Axiom: ALL wars are, at bottom, about money. One way or another. This does not negate the fact that individual people may have other reasons for supporting a given side; many people fought for the Confederacy out of regional loyalty and not because they actually supported slavery. Note I say "fought." I am not letting the Confederate leadership off the hook whatsoever.
Because it was absolutely about money on their part. Not only were slaves the single greatest asset in the US economy, like the article says, the particular people who started the whole mess...the South Carolina secessionists...were very decidedly motivated by money. They were Beaufort plantation owners, who were getting ten times as much per pound for their Sea Island cotton than the price for regular cotton. They were getting absolutely filthy stinking rich, so rich that they would do things like build a mansion in town just to throw parties. Much like the super-rich of today, when they got the idea that the government might interfere in their very lucrative exploitation of other humans, they were horrified and decided they must do something! And had enough power and influence to make it stick. The idea that the Union side was motivated by financial considerations but the Confederacy wasn't is a myth.
But modern people in the South don't believe that just because they're stupid or they don't read history.
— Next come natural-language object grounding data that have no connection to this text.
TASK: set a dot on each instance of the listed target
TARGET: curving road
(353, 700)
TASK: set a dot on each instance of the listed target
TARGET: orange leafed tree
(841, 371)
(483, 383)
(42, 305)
They believe it because the image of the agrarian, idealized, anti-commercial South was carefully created and promoted and mythologized. And not just here, though plenty of Southern authors participated in the literary version of the myth-making. People in the North ate it up with a spoon. Writers like Joel Chandler Harris (who grew up poor, spent plenty of time as a child around black people, and in my personal opinion knew better) helped create that myth because that's what his readers wanted and would pay for...his mostly Northern readers. We got noble savagized, or noble agrarianized. We are not the only ones who worship our ancestors as they never were. Hell, much of Southern literature in the 20th century could be understood as rebellion against that, or reaction to it. The consequences are still reverberating. As we can see.